Über den könnte man sich schon wieder unglaublich aufregen. Über all diese Trottel, die so blöd sind, ausgerechnet auf der Bundesstraße unterwegs zu sein, auf der man selbst gerade steht! Nichts fließt mehr wie es sollte, in Stuttgart an der Mecker.

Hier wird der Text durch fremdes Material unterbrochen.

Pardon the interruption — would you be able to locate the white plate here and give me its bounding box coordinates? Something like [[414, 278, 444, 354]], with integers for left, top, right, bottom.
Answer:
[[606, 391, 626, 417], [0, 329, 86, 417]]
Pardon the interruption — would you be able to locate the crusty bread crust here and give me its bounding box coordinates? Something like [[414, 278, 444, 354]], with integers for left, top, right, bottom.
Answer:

Sie, liebes Faultier, kennen keinen Stau. Sie sind ein Einzelgänger und hängen im Geäst Ihren Gedanken nach. Was Ihnen der Tag so bringt, könnten Sie sich theoretisch an Ihren drei Fingern abzählen - aber selbst das lassen Sie besser bleiben, weil Sie sonst unsanft auf den Boden plotzen.

Pauschalurlaub vom Stress

Ihre Gelassenheit ist vorbildlich, von Ihrer Einstellung können wir alle profitieren. Die hektische Schaffigkeit ist von vorvorgestern, heute darf es im Dschungel des Alltags wieder die Zeitlupe sein. All die Aufregung bringt sowieso nichts, weil die nächsten 30 Fantastilliarden unserer Steuergelder in die Ägäis fließen. Blub, blub, weg sind sie.

Ihnen, liebes Faultier, geht das sonst wo am Pelz vorbei. Sie machen Pauschalurlaub vom Stress. Ein Leben lang.